Mektup danışma sürecinde şu şekillerde kullanılabilir:

1)Danışanın kendisine mektup yazması

Danışanların terapi esnasında yüz yüze söylemekten çekindikleri duygu ve düşünceleri danışanlardan mektup şeklinde yazmaları istenerek; kızgınlıklarını, kırgınlıklarını, sevinçlerini ifade etmeleri sağlanır. Geleceğe yönelik mektup yazdırılarak motive olmaları sağlanır. Mektup, danışanın isteğinegöre o seans içinde okunabilir(danışan bu arada sükûtta dinlenir) ya da bir sonraki seansta konuşulmak üzere bırakılabilir. Danışan mektupta, konuşurken vermediği doneleri verebilir. Tekrarlanan şahıs, duygu ve olaylar dikkate alınabilir. Ya da kaçındığı durumları tek kelimeyle es geçiyor olabilir. Danışanın kendini ifade edip rahatlaması dışında, ifadeler iyi analiz edilerek danışman’ın zihninde daha güçlü bir fotoğraf karesi oluşabilir.

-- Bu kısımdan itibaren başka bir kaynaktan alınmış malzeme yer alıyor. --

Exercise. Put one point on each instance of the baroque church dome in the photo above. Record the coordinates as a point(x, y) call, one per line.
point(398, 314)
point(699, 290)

            Sevgili kendim; çeyrek asırdır var olduğum dünyadan ve zamandan 7yıl sonraki halime kendime yazıyorum. Şu an tarih 14.04.2024’ü gösteriyor. Zaman birçok şeyi alıp götürdüğü gibi birçok şeyi de getirdi bana. Zamanıngötürdükleriyle getirdiklerini dengeleyebilir miyiz bilemiyorum; ama ikisi de çok şey kattı bana… 7 yılda ülkemizin 7 bölgesini gezdim, kadim medeniyetlerin bıraktıklarını, manevi miraslarımızı dünya gözüyle bir de ben anlamaya, hissetmeye çalıştım. …Bunca yıldır verdiğim çabanın karşılığını almış görüyorum. Yorgun ve tatlı bir mutluluk var üstümde; ama yorgunluğumun da buhar gibi hızla uçtuğunu hissediyorum... İnsan, biraz da kendi emeğidir sözünü bir kez daha tasdikliyorum şu an. Evet, oldu…3 katlı merkezi açtım. Bahsettiğim gibi 2. Katında 5 oda, 3’ü seans odası, 2’si özel ders odası. 3.kat kütüphanenin ve okuma odalarının olduğu sevimli kat. Ve her şey, hayal ettiğimden, istediğimden daha fazla…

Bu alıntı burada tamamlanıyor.